Here's an example of this mornings rampage this is one of three so far.

That's all you took away from this Holly? I thought you were moving back to Virginia Beach? Things have changed a lot in the last 8 weeks. Really things have changed a lot this year. For a long time I dreaded the fact that I was the Walk-Away Joe. It was all I knew it put my life into perspective. Then it angered me, it fueled a hatred so deep and so dark. Then I let go. Not of the hate or the darkness but of the memories. I was fine, cold and distant some days but I was good.

Then you dredged it up calling me to do my sycophantic, religious zealot mothers' bidding once again.

Remember? I do.
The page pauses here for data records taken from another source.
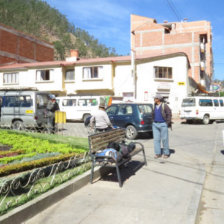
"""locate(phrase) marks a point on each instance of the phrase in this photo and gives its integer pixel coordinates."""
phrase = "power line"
(174, 9)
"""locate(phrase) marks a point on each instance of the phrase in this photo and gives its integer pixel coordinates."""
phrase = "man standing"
(100, 119)
(161, 121)
(52, 106)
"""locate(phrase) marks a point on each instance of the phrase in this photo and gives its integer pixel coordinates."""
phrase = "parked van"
(204, 108)
(78, 107)
(23, 108)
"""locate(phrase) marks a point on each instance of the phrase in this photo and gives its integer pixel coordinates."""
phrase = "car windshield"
(189, 102)
(144, 109)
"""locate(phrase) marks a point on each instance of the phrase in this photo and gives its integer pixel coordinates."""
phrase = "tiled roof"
(82, 61)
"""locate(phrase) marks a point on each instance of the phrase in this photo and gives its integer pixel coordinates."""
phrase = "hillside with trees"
(38, 18)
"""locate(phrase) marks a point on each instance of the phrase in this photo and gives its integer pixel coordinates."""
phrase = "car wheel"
(17, 125)
(131, 132)
(85, 117)
(189, 121)
(206, 119)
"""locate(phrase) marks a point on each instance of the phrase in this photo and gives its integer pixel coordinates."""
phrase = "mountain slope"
(37, 18)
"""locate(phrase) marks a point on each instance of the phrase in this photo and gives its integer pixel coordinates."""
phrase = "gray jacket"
(166, 113)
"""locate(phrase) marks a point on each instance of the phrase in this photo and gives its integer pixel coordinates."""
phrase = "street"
(186, 188)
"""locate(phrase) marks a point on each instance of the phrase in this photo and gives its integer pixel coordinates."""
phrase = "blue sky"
(109, 20)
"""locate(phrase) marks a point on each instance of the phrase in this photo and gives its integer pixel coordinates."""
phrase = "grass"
(75, 142)
(41, 186)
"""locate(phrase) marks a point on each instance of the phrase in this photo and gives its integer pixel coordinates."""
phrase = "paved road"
(186, 188)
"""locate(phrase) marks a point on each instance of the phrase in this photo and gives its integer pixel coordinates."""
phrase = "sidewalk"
(187, 188)
(166, 191)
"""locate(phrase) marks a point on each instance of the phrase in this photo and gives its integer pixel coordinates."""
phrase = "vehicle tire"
(206, 119)
(85, 117)
(131, 132)
(189, 121)
(17, 125)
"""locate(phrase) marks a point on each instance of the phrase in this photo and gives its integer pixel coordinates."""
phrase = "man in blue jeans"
(161, 121)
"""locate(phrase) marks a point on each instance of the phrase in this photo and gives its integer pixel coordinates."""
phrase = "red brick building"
(193, 38)
(18, 47)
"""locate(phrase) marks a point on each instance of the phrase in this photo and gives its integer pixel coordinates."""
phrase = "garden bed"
(28, 159)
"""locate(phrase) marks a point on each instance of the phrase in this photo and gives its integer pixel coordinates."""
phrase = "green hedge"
(15, 168)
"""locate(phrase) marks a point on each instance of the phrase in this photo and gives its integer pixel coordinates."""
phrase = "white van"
(78, 107)
(204, 108)
(23, 108)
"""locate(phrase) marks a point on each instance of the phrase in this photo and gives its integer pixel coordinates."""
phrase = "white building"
(166, 74)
I was sitting at the laundry shop off magnolia and mast in my truck. You called to tell me my mom was to self absorbed to call and tell her first born that she was going to divorce her husband, my father. And it wasn't the divorce that angered me, frankly as I've told them both it wasn't a shocker. It was the fact that she told you first and whether she asked you to or not she knew what she was doing by telling you.
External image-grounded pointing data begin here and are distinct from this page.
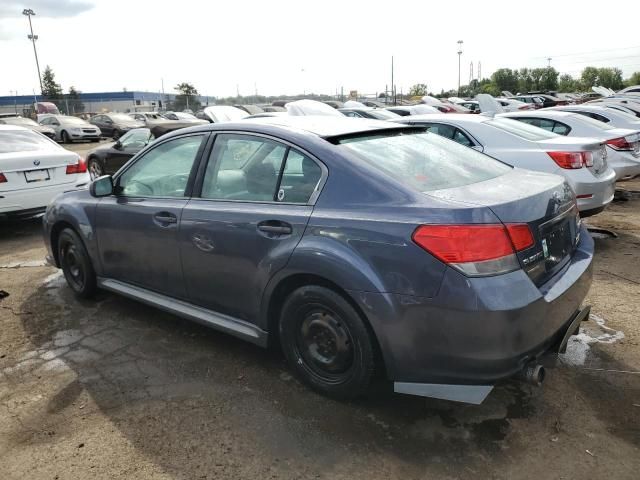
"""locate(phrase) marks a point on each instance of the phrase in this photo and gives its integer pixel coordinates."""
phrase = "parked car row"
(444, 249)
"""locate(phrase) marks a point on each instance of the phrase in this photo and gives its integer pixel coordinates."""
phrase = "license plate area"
(41, 175)
(559, 238)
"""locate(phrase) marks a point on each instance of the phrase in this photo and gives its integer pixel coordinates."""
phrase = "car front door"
(137, 227)
(255, 199)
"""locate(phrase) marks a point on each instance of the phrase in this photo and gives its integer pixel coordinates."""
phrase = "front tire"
(76, 264)
(326, 342)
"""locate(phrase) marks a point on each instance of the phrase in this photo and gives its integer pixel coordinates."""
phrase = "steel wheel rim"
(325, 345)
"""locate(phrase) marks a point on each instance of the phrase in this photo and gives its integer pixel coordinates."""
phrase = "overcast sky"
(287, 47)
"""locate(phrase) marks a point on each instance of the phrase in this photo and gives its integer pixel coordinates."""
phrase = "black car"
(115, 125)
(374, 113)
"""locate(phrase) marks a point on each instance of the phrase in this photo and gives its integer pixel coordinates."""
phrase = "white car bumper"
(36, 199)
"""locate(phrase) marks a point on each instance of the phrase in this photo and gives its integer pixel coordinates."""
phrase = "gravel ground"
(114, 389)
Then your comments about my wife and I being intimate during pregnancy. To be so feministic in saying "What just because she is fat!" And with such abhorrent judgement tone.

Then your comments about whether I take care of Aniyah and other such offensive comments, like presuming that I am a womanizer. It has been things like this as to why I don't both anymore. If anything you've got it backwards. I'd break my own back to ensure Becca and Aniyah are safe, well taken care of, and happy.

I wish that your family and you are well. I only hope for the best for you and yours. As for myself I'll be staring through my rearview. As I leave my past behind me.

I tried to end on pleasant note. If you can read between the lines I've had enough of this person. I began to bare my darkness to everyone and alls that she could say was I thought you were moving.

The darkness is cold today, colder than usual but ever so comforting.
 
It is comfortable in the dark sometimes.

Sometimes it takes too much energy trying to stay in the light. Then maybe darker feelings are calling me to be felt. And if I feel them, though it feels like they'll stay forever, they begin to go away.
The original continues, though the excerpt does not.